24. Plugin:一式まとめてインストールできる拡張パッケージ
さらに上のレイヤーとして、Plugin という仕組みがあります。これは、単体の Skill を 1 つ追加するというより、関連する機能群をまとめて導入するための仕組みです。
含められるものは、たとえば次のような要素です。
- Skill
- Subagent
- Hook
- MCP 設定
- 追加ルールや補助ファイル
つまり、Plugin は「機能セット丸ごとの導入手段」と考えると分かりやすいです。
25. フロントエンド設計用 Plugin の例
次のコマンドでプラグイン管理画面を開きます。
/plugin
一般的には、次のような項目があります。
-
Discover: 新しいプラグインを探す -
Installed: 導入済みプラグインを確認する -
Marketplace: プラグインを探して導入する
たとえば front-end-design のようなプラグインを見つけてインストールできます。導入対象は通常、次のようなスコープから選べます。
- 現在のユーザー
- 現在のプロジェクト
- 現在のユーザーの現在のプロジェクト
インストール後に Claude Code を再起動します。
その後、
/skills
を確認すると、そのプラグインに対応する Skillが追加されていることが分かります。
つまり、Plugin の導入は、その一式の能力(MCP,Hook,Skill)をまとめて追加することに相当します。
26. Plugin の価値
たとえば front-end-design のようなプラグインは、モデルにより具体的な UI 設計ルールを与える役割を持ちます。大規模言語モデルが素の状態でフロントエンドを作ると、配色が似通う、レイアウトが無難になりやすい、といった傾向が出ることがあります。
こうしたプラグインを使うと、Claude Code は設計ルールや補助設定を踏まえたうえでページを生成できるため、見た目の完成度を上げやすくなります。
たとえば、次のように依頼できます。
front-end-design のルールに従って、HTML の ToDo アプリを作ってください。my-todo2 フォルダに入れてください。
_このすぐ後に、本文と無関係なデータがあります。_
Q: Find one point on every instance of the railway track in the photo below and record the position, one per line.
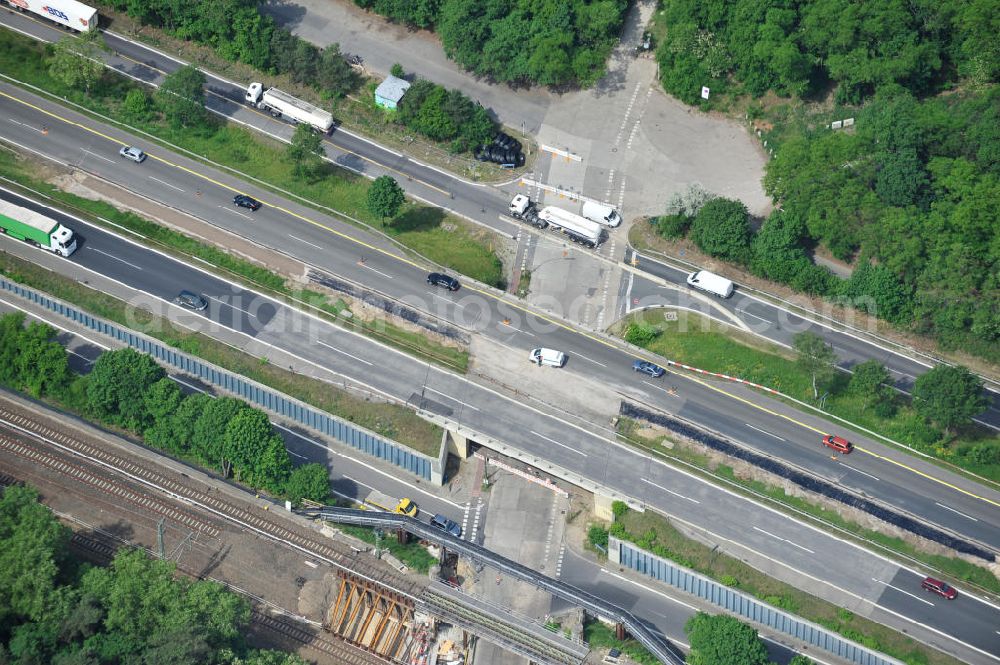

すると Claude Code はそのプラグインに含まれる Skill やルールを参照し、それを踏まえてコード生成を進めます。結果として、デフォルト状態よりも、配色、余白、レイアウト、全体の雰囲気が整いやすくなります。
27. 最後のまとめ
Claude Code の主要機能は、大きく整理すると次のようになります。
基礎レイヤー(No1-No4)
- インストールとログイン
- プロジェクト作成
- ファイル生成
- モード切り替え
- ターミナル実行
実務レイヤー(No5-No11)
- Plan モードによる設計
- バックグラウンドタスク管理
- ロールバック
- 開発サーバーの手動制御
応用レイヤー(No12-No17)
- 画像入力
- MCP による Figma 連携
- コンテキスト圧縮と整理
-
CLAUDE.mdによる継続設定
高度拡張レイヤー(No18-No26)
- Hook 自動化
- Agent Skill
- Subagent
- Plugin
ここまで一通り理解できれば、Claude Code は単なる「コードを書いてくれるチャットツール」ではなく、実際の開発フローに組み込めるコーディング Agent として扱いやすくなります。